Saturday, January 15th, I attended a concert by the Boulder Symphony at the Mountain View United Methodist.  I'm just a blogger, and an intermittent one at that, not a journalist under the obligation cover the local scene.  But a friend of mine was playing and they had the Schoenberg 1st Chamber Symphony on the program -- not something one expects from  a community orchestra.  


I know and admire the work from two recordings -- admire, but not love.  It's a work of formidable density -- a kind of cubist view of the 19th century symphonic tradition with the four movements of the standard symphony more or less played at the same time in one intense, twenty minute span.  Quite a stunning feat and by far the most advanced work of the pre WWI second Vieniesse school.  All of the standard techniques and gestures of the tradition are subverted and frustrated.  Yet it's an very much an example of the "constant variation" technique developed by Brahms. It couldn't possible be easy to play and not something one would want to hear butchered.

(The composer was also a painter, although an "expressionist" not a cubist.)

The church is one of those giant A-frames that were so popular in the 70's, quite large with very high ceilings.  Not a promising acoustic environment.  So I plopped myself down in the front row, right next to the conductor's podium.  Besides, the place was full and I'd arrived only ten minutes early.

The first piece, for the full orchestra, was Mozart's Overture for La Clemenza di Tito.  Well played.
 
Then the Schoenberg.   Reduced forces - a chamber symphony, after all, just sixteen instraments.  Associate conductor Alejandro Gomez-Guillen delivered some illuminating introductory remarks with examples played by the orchestra.  And then off they went: a performance more than competent: committed, engaged, sure footed, with accurate intonation and moments real power. 

Gomez-Guillen conducted with dispatch, accuracy and authority.  He must really know how to rehearse.  The orchestra, generally quite young, played beautifully together with remarkable coherence and communication: humility, musicianship and loyalty.

Subsequent research (Google!) reveals that Gomez-Guillen, is a violinist and PhD candidate in conducting at the CU College of Music.  The web site lists the orchestra members, a number of whom have web sites and many of whom are graduate students on their instruments at local schools . The clarinet chair for the Schoenberg was held by the wonderful Deborah Goretity recently returned to the US after years free lancing in Europe.

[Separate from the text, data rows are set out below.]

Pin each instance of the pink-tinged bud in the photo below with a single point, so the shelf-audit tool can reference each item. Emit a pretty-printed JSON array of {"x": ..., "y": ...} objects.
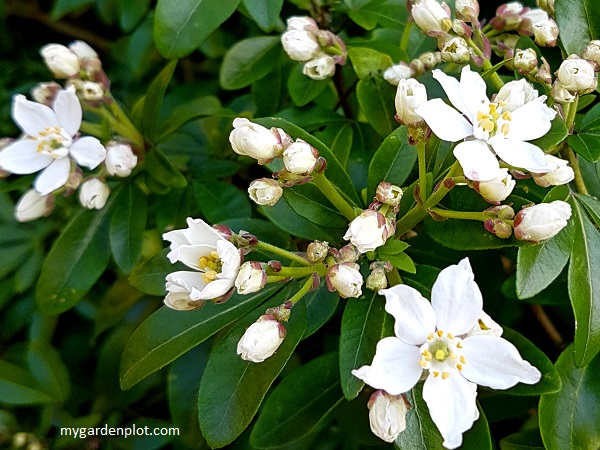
[
  {"x": 346, "y": 279},
  {"x": 542, "y": 221},
  {"x": 262, "y": 339},
  {"x": 387, "y": 415}
]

The second half started with the R. Strauss Serinade for Winds, written when he was a student.  Also well played and also impressive - woodwinds are hard, btw.  Then two concerto movements, one form Hydan and one Mozart played by two local compeittion winners,  Andrea Lin, perhaps ten years old, and Sonya Walker, thirteen.  Both played musically and did themselves proud.   Appaently there's quite a competition scene for young musicians.  I'm not sure this is healthy.

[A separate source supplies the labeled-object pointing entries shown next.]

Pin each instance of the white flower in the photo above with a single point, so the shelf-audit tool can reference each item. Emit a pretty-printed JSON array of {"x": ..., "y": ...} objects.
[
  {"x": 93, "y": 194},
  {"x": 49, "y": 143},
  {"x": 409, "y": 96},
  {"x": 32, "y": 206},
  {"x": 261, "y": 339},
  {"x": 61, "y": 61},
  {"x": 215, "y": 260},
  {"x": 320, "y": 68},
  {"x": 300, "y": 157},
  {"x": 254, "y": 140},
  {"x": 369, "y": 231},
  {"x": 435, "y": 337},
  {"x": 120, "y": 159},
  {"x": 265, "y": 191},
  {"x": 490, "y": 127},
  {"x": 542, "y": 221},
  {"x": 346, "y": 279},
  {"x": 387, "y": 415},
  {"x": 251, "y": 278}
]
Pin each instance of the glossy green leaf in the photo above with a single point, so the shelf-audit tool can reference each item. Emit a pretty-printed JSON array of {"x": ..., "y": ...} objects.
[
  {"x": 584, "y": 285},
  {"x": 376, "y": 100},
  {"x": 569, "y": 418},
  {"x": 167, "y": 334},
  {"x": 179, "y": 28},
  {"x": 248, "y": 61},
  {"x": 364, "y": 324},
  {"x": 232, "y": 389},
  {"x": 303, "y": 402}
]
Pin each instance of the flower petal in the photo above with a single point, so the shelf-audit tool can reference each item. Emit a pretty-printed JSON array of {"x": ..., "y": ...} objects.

But the Boulder Symphony is clearly in excellent health.  Visit their web site.  And attend the upcoming concerts.     


Here's a review of an earlier performance.   Note that the Strauss Serenade was played then as well, which suggests limited rehearsal time. 
 
Those works of Schoenberg that made it into the general repertory are early ones, Verklärte Nacht and Pierrot lunaireThe piano music turns up, in part because all of it is short and therefore easy to program.  There is a wonderful recording of the Gurre-Lieder by Pierre Boulez which is completely sui generis -- if anything, it sounds like Debussy.  Which makes me want to listen to the Austrian's Pellas.


His later works have met with much less acceptance, although there is an absolutely wonderful recording of the Violin Concerto by Hillary Hahn with Essa Pekka Salonen.  It's coupled with the Sebilus.  The Schoenberg is passionate and exciting.  The Sibelus 
indifferent.

There's also a wonderful recording of the Piano Poncerto with Uchida and Boulez which includes all the solo piano music as well as the Berg sonata and the Webern Variations.